Dependable Dependencies Versus the House of Cards
At Unbounce we love open source technologies. We build our awesome stuff on them and we contribute back as well. Knowing that a typical open source library itself depends on a bunch of other libraries, our applications end up being built on trees of dependencies. This could be a daunting thought: how can we build confidence that this doesn’t turn into a house of cards? I’m going to detail our approach in this short post.
Consider the image below: it’s the dependency tree of our new and upcoming page server application.
As you can see, there’s quite a few direct and transitive dependencies involved in this product. A bad apple could spoil it all. So we could be tempted to stay on versions of these dependencies that we know work great and never upgrade. But that would not be wise: we would miss on potential improvements and also fixes for issues we may have not yet encountered, but are lurking in the dark. Actually, for critical dependencies like Netty and Hazelcast, we want to proactively follow the latest releases as much as possible.
Testing is the only pragmatic way to find out that a dependency upgrade hasn’t broken anything. This sounds obvious, everyone tests right? Sure, but we do it systematically and thoroughly after each change in any of our dependencies.
Unsurprisingly, we have a battery of unit tests that exercise the code base. On top of that, we have an extra layer of integration tests that poke at the application as a whole. This first barrage of tests is already enough to catch the low hanging fruits among the potential regressions that an upgrade could have created. But it’s not enough.
We also systematically run a load test on a two-instance cluster of page server instances. We’ve built our load test in a way that it exercises the main features of the page server, instead of hitting just one URL. We randomize requests that produce variable outputs in order to ensure that there’s a correlation between requests and responses. Indeed, a server failing catastrophically could well be serving responses for the wrong requests.
For us, it’s essential to run this load test in a cluster because, since we use a distributed cache, it allows detecting potential serialization issues that do not occur in non-clustered mode. In the load test, we randomize which server is hit per round of requests in order to have a mix of local and distributed cache hits.

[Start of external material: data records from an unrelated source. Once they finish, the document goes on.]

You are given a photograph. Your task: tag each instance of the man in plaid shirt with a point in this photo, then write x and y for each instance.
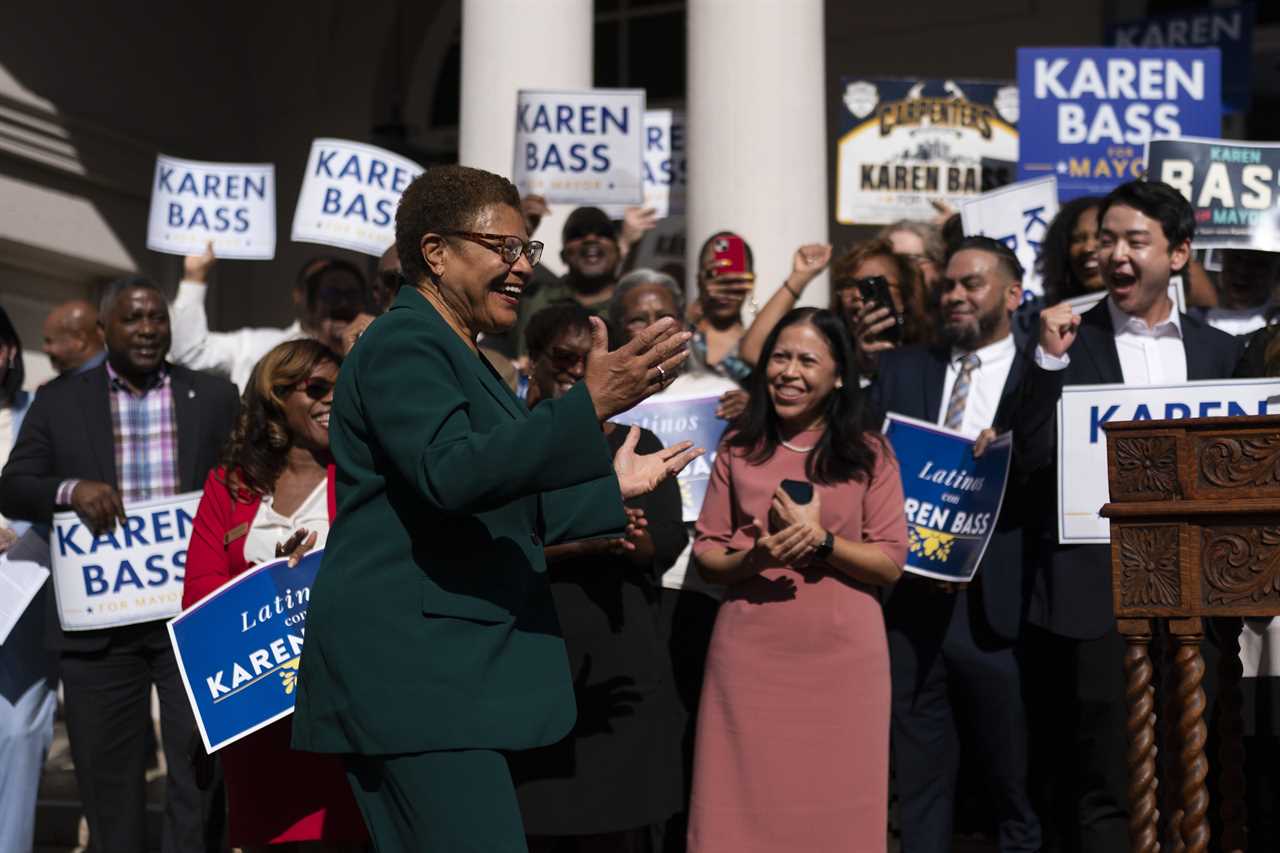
(131, 429)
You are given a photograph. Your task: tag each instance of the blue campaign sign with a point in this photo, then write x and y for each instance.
(1087, 113)
(677, 420)
(951, 498)
(238, 648)
(1230, 30)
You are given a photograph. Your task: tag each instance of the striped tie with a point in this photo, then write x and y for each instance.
(960, 391)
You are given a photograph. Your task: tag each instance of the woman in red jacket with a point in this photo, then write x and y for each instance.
(274, 495)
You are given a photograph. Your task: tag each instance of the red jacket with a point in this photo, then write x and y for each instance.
(309, 796)
(211, 560)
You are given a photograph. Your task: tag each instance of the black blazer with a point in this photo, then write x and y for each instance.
(1072, 594)
(910, 383)
(67, 434)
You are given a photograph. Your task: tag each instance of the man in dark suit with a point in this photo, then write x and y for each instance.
(1136, 336)
(131, 429)
(952, 644)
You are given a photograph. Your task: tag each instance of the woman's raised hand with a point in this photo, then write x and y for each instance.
(617, 381)
(643, 473)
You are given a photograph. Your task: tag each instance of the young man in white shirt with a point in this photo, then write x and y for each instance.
(1136, 336)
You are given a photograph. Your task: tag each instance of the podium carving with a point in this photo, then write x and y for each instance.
(1194, 534)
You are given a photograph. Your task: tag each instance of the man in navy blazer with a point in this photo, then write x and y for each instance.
(1136, 336)
(952, 644)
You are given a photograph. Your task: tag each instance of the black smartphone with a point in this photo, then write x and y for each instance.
(798, 491)
(874, 288)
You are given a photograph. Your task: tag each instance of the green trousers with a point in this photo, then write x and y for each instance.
(438, 802)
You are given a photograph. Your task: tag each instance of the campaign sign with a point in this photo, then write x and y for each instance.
(1233, 186)
(238, 648)
(581, 147)
(1230, 30)
(231, 204)
(677, 420)
(905, 142)
(951, 498)
(131, 574)
(664, 168)
(1082, 443)
(350, 194)
(1016, 215)
(1087, 113)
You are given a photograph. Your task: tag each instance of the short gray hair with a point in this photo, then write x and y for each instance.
(112, 292)
(636, 278)
(935, 249)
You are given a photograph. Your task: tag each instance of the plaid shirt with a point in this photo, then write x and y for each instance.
(145, 432)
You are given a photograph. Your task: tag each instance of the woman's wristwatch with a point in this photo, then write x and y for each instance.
(827, 546)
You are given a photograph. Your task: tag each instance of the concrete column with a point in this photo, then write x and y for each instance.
(508, 45)
(758, 132)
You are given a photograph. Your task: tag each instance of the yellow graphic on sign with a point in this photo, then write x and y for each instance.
(931, 544)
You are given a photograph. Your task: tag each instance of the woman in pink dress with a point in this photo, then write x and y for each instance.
(792, 733)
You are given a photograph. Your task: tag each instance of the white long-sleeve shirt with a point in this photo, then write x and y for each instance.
(228, 354)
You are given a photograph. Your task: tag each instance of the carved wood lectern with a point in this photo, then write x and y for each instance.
(1194, 534)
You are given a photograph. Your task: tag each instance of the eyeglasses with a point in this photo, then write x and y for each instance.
(315, 388)
(510, 246)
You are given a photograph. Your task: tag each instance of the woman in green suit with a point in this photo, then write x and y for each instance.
(432, 638)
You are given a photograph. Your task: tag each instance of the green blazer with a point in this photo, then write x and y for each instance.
(432, 623)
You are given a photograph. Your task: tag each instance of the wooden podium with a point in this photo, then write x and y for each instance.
(1194, 534)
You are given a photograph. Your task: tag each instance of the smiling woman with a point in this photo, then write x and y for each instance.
(432, 641)
(274, 487)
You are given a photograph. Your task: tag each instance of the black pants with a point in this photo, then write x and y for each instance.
(1075, 690)
(950, 675)
(108, 705)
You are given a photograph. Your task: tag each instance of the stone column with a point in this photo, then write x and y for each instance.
(508, 45)
(758, 132)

After the load test is done, we end up with a round of memory profiling on each node in order to find out any memory leak that could have been introduced by the dependency change. It also allows us to find out if a library has changed its memory usage. Having this knowledge upfront is extremely valuable prior to a production release: picture the memory graphs of your servers going up suddenly without a good reason for it…
So far, this strategy has served us well, as we’ve been able to catch issues, report them and ponder until they were fixed to upgrade to the next release. But what’s your strategy for upgrading dependencies? Any story you’d like to share with us?